Just as the film’s depiction of T’Challa differs from the comics, director Ryan Coogler reconceives Killmonger as a shattered mirror image of the Black Panther. Their stories and fates were intertwined by grand design, and Killmonger’s new origin is a dynamic twist adding a compelling new gravitas that powers the events of the second half of the film.
This Page: How Black Panther Secretly Sets Up The Villain Twist
Killmonger’s Tragic Backstory Explained
It was a sin by T’Challa’s father King T’Chaka that led directly to the creation of Killmonger. Though Wakanda is an isolationist country, they send spies called War Dogs into the world to gather intelligence. One such War Dog was the Prince himself, N’Jobu, whose mission in Oakland in the early ’90s came at a time of particularly turbulent racial tension in California: 1992 was the year of the L.A. riots sparked by the Rodney King incident. N’Jobu witnessed black people in political and cultural distress trying to rise up and assert their rights. He felt Wakanda and its technology should be doing more to help them, but this would violate the traditions upheld by his brother King T’Chaka.
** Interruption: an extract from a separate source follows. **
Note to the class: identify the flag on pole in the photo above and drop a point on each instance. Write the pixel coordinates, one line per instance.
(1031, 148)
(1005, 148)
Related: Black Panther Character Guide
Instead, N’Jobu worked with black market arms dealer Ulysses Klaue to smuggle Vibranium out of Wakanda, which he planned to turn into weapons to arm the black people in Los Angeles. However, N’Jobu didn’t realize that his friend Zuri was himself a Wakandan War Dog, secretly sent by T’Chaka to watch his brother; when Zuri reported N’Jobu’s treachery, King T’Chaka to Oakland to confront his brother. Tragically, the prince pulled a gun on the king and Zuri, and T’Chaka plunged his claws into N’jobu’s chest and killed him.
However, N’Jobu had a son with an American woman. The boy’s Wakandan name was N’Jadaka, but he grew up with his American name: Erik Stevens. Even though, thanks to Zuri, the king knew about young Erik, who was just outside in the apartment’s courtyard playing basketball with his friends, T’Chaka opted to leave N’Jobu’s corpse behind for the boy to find. Knowing his father was murdered by the Black Panther (he even witnessed the Wakandan aircraft zoom away), Erik grew up resentful of Wakanda, his royal family, and his heritage, eventually becoming known as Erik Killmonger.
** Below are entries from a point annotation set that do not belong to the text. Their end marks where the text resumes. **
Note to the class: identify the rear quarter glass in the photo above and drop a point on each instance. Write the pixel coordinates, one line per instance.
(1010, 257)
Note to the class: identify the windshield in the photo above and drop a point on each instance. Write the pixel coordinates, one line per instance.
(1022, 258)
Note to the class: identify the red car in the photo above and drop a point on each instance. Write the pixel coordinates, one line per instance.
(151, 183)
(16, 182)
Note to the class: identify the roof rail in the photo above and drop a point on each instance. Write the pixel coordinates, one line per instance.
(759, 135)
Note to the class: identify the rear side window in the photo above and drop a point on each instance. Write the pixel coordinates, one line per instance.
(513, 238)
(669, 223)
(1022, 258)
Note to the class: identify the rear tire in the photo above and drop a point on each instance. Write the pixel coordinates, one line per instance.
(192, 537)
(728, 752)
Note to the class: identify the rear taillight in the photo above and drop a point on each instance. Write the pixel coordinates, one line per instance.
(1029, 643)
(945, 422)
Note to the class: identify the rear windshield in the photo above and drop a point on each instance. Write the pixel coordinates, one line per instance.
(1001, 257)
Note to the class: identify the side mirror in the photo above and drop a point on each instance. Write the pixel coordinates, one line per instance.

How Black Panther Secretly Sets Up The Villain Twist
This all comes as something of a surprise thanks to Ryan Coogler’s careful storytelling. He presents young Erik as an avatar to the outside world, rather than story-essential, and further deflects suspicion by having a different actor play the younger Zuri (rather than CGI de-aging Forest Whitaker in a style Marvel is wont to do). Even after that, the twist is so involved it avoids full detection; to guess Killmonger is royalty and will challenge T’Challa’s throne still doesn’t give the full picture. Perhaps most fun, the film has Killmonger – not T’Challa – be the one taught the history of Wakanda at the start, but plays it vague enough most won’t figure it out.
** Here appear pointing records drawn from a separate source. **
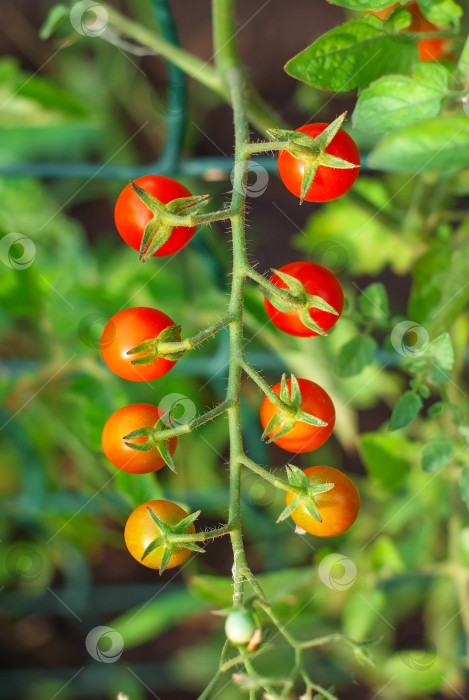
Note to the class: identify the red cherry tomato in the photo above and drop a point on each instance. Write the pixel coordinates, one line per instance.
(316, 280)
(123, 422)
(338, 507)
(141, 530)
(131, 215)
(303, 437)
(328, 183)
(126, 330)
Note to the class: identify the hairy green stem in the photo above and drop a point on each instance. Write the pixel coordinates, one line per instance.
(260, 114)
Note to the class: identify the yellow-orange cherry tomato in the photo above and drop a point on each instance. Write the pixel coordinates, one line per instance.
(141, 530)
(338, 507)
(125, 421)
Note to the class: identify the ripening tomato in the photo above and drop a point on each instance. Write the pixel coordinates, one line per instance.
(125, 421)
(141, 530)
(338, 507)
(316, 280)
(328, 183)
(240, 626)
(303, 437)
(126, 330)
(131, 215)
(429, 49)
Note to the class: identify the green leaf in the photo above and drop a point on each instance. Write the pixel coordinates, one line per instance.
(406, 409)
(356, 239)
(146, 622)
(362, 5)
(355, 355)
(353, 55)
(440, 143)
(464, 486)
(436, 454)
(395, 101)
(385, 458)
(373, 301)
(415, 671)
(441, 12)
(442, 352)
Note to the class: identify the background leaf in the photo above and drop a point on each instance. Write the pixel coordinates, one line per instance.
(395, 101)
(355, 355)
(353, 55)
(435, 144)
(436, 454)
(406, 410)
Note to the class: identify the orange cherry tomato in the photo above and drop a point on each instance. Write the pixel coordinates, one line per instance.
(338, 507)
(123, 422)
(141, 530)
(303, 437)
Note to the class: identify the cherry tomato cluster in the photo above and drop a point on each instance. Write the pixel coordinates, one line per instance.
(134, 340)
(122, 337)
(339, 506)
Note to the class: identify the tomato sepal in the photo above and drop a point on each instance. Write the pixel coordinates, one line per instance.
(307, 301)
(296, 477)
(312, 151)
(165, 538)
(285, 421)
(158, 230)
(170, 334)
(154, 236)
(306, 320)
(163, 449)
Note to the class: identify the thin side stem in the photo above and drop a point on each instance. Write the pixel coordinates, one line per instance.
(200, 337)
(266, 389)
(185, 428)
(281, 293)
(201, 536)
(268, 476)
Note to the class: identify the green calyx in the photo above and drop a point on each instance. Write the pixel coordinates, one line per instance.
(302, 303)
(165, 218)
(312, 151)
(152, 444)
(283, 421)
(309, 489)
(155, 348)
(170, 538)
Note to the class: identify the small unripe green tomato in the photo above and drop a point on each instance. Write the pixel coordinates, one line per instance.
(239, 627)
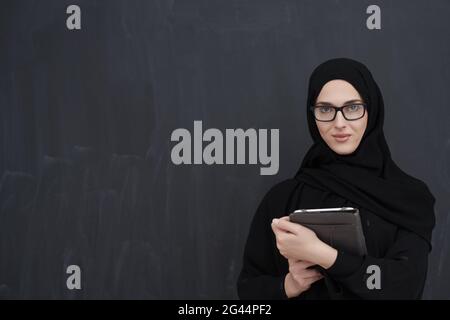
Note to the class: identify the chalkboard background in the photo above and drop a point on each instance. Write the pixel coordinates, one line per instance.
(86, 117)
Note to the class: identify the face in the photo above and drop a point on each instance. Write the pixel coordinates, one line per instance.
(338, 93)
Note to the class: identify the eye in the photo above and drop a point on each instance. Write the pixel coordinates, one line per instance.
(354, 107)
(325, 109)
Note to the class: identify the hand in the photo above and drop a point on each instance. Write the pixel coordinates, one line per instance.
(297, 242)
(294, 241)
(299, 279)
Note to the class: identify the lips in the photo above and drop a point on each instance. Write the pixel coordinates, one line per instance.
(341, 137)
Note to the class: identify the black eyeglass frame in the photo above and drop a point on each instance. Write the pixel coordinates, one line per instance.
(336, 109)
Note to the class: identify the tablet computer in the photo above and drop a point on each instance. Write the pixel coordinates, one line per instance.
(338, 227)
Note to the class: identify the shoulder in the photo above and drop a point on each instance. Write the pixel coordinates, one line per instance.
(278, 195)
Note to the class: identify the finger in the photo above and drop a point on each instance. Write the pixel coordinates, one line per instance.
(311, 280)
(310, 273)
(286, 225)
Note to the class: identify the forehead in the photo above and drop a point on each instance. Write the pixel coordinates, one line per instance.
(338, 91)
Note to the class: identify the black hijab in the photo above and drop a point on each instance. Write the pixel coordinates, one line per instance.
(367, 177)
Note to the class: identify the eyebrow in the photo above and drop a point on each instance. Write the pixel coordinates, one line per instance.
(330, 104)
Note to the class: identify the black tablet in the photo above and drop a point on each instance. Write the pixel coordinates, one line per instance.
(338, 227)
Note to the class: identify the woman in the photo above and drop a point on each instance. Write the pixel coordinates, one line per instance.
(349, 165)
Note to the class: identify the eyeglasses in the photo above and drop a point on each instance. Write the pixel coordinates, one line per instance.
(351, 112)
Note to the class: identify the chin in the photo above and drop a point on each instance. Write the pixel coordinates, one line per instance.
(343, 150)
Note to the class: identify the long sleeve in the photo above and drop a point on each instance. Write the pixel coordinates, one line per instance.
(259, 278)
(402, 271)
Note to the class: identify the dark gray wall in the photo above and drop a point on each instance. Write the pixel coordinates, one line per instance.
(86, 118)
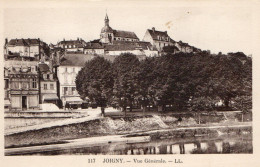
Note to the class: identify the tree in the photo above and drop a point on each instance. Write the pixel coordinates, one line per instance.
(146, 79)
(95, 81)
(126, 84)
(170, 49)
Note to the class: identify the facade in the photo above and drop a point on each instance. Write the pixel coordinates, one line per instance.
(48, 84)
(109, 35)
(138, 48)
(94, 48)
(22, 84)
(72, 45)
(184, 47)
(69, 67)
(26, 47)
(158, 39)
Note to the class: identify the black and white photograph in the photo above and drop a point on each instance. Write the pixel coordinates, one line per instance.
(147, 78)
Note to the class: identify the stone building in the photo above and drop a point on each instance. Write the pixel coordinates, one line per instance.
(67, 71)
(73, 46)
(94, 48)
(138, 48)
(34, 48)
(109, 35)
(22, 84)
(158, 39)
(48, 84)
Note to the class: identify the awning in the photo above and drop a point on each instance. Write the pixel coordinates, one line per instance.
(50, 97)
(7, 103)
(74, 100)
Black Panther deftly keeps the motivations of Killmonger, as Erik Stevens would come to be known, a secret for half of the film. At first, Ulysses Klaue is presented as the main villain the Black Panther hunts. Klaue is an enemy of Wakanda due to the smuggler’s past thefts of Vibranium and his various crimes, including setting off a bomb that killed the family of W’Kabi, the security chief of the Border Tribe. Killmonger works with Klaue on the outset to steal Vibranium from the British Museum, and later goes to great lengths to rescue the one-armed arms dealer from captivity, but it was all because Klaue was unwittingly Killmonger’s way into Wakanda; Killmonger kills Klaue and uses his corpse as “a token” to gain access to the hidden nation.
But Killmonger’s true goal is to claim what he felt was his birthright: the throne of Wakanda. The seismic upheaval that led to Killmonger being crowned King of Wakanda was borne out of King T’Chaka’s fratricide, as well as his choice not to recognize his nephew, the young Erik Stevens, over two decades before.